In the evening I was planning to go to a talk to be given on the history of Watermans Park and its predecessor, the Brentford Gas Co and Brentford Gas Company 1820 to 1988. The Gas works was not around when I discovered Brentford in 1977 so what happened between 1963 when I believe the gas works closed and 1988 is something for extra research. Anyway, I had to cancel this commitment as I had to work, talking to the council’s Overview and Scrutiny Committee, mainly about the budget we need to set for 2023/4.

Thursday morning I set out for Kingston for a hearing session at Boots, but it got cancelled whilst I was on the way, so I had only a meeting with Cllr Giles and the new chair of the Strand on the Green Association about the SotG footpath.

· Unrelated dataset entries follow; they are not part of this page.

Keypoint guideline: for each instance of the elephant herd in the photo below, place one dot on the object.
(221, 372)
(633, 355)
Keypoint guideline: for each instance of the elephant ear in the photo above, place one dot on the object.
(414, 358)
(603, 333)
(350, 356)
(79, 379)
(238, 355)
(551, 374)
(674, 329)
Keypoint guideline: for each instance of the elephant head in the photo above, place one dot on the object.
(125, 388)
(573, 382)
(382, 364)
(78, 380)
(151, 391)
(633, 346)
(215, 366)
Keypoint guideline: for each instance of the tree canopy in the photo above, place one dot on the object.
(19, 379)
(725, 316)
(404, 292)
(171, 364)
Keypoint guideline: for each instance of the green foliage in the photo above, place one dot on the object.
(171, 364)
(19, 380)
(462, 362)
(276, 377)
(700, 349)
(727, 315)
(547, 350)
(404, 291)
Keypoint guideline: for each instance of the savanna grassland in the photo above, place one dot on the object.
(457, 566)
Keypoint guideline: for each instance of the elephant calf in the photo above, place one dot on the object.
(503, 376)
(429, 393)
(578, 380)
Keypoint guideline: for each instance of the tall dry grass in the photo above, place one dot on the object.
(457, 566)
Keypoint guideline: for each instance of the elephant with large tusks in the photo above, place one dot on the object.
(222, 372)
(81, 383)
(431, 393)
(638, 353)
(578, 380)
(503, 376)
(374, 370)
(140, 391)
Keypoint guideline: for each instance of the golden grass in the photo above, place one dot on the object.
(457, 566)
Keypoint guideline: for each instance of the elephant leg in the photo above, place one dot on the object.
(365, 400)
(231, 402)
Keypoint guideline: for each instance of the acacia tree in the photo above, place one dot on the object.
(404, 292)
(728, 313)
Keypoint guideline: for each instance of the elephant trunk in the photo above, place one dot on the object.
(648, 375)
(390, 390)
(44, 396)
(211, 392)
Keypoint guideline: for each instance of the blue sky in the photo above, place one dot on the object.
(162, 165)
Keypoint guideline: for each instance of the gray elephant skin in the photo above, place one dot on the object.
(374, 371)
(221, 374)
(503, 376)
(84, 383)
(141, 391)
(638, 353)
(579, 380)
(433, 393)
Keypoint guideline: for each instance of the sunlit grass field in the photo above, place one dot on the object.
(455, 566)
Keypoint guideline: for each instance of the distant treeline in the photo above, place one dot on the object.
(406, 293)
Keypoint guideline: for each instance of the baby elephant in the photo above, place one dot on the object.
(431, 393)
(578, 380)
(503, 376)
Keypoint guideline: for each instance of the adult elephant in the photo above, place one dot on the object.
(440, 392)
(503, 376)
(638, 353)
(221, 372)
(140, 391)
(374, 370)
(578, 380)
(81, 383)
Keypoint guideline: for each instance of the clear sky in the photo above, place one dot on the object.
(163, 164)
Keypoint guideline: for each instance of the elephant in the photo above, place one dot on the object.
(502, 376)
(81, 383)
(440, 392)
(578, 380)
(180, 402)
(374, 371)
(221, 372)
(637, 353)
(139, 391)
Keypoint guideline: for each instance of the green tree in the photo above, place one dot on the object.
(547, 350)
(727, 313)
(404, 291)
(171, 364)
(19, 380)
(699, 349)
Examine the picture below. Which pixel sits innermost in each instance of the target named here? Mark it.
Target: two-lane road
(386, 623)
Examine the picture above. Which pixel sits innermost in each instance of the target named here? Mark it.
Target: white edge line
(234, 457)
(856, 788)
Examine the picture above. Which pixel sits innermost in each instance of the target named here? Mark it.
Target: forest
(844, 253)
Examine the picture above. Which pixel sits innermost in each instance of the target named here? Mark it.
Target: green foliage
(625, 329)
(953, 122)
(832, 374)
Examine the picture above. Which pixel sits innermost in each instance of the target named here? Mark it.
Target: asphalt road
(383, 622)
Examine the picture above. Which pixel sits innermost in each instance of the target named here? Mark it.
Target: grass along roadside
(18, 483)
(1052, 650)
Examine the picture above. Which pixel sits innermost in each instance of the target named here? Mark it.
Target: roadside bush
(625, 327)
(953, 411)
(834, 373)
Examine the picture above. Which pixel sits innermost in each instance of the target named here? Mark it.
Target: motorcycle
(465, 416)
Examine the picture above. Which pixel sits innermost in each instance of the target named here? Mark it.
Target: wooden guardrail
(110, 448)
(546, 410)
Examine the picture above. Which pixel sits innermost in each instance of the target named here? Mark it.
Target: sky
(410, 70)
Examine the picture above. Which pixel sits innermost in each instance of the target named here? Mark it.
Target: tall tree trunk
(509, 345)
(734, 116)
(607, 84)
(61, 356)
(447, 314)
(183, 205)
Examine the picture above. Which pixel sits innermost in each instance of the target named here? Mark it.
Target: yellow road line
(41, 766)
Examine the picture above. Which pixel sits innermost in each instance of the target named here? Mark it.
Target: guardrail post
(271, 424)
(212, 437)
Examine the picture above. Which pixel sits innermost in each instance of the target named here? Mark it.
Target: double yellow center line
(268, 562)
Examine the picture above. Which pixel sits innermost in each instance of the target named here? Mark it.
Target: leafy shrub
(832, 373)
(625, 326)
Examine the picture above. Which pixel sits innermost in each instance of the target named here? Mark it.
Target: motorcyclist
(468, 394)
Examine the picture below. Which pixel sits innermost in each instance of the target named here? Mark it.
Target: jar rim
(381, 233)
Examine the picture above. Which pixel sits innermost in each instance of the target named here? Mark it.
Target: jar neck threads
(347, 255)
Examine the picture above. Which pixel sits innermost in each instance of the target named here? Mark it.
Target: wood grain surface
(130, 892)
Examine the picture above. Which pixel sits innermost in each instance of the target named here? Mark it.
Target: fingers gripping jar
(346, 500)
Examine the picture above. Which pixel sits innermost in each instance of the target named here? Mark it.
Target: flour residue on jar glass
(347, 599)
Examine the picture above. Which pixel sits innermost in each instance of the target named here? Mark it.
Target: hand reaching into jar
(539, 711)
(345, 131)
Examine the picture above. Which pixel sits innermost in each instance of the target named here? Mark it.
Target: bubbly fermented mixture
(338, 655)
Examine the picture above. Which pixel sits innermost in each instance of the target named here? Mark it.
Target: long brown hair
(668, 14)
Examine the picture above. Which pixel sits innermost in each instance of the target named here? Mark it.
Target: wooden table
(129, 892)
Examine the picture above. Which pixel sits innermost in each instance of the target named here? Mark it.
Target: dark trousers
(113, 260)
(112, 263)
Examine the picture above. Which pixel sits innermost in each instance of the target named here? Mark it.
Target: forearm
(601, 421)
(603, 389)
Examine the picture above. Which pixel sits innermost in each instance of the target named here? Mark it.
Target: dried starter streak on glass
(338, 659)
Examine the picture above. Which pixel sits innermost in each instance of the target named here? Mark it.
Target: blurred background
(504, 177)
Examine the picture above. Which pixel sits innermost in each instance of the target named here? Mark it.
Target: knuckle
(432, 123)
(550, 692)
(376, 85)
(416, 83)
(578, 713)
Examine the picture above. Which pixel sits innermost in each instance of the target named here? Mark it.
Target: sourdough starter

We met at Hounslow Highways and they explained the state of the footpath, which is OK but overdue for a thorough examination by external experts. One of those meeting where I learn quite a lot but emerge with no illusions that there is still a load of things I still don’t really understand.

I noticed somethings worth a picture during my perambulations – a floating palace under construction at MSO.

Floating Palace at MSO Brentford

Heidelberg building gradually disappearing, but a set of conference chairs looking well worth a bit of recyling

Heidelberg Brentford demolition

And an atmospheric foggy morning on the Brent

Ah, I’m reminded of a lovely letter from our local history guru, Janet. She has fitted my stock of pictures of the councillors over 100 years ago. These councillors from 1894 look a bit louche to me in the Victorian times, but apparently “The main ones I remember are Mr Woodbridge the secretary. He’s the one with the beard sitting on the floor with Mr Clements who eventually was the Charter Mayor at the amalgamation.” Apparently recognise Mr Layton. I don’t want to be controversial but he looks to me that he’s keen to hold hands with the guy with a bushy beard sitting next to him. I think we should be told.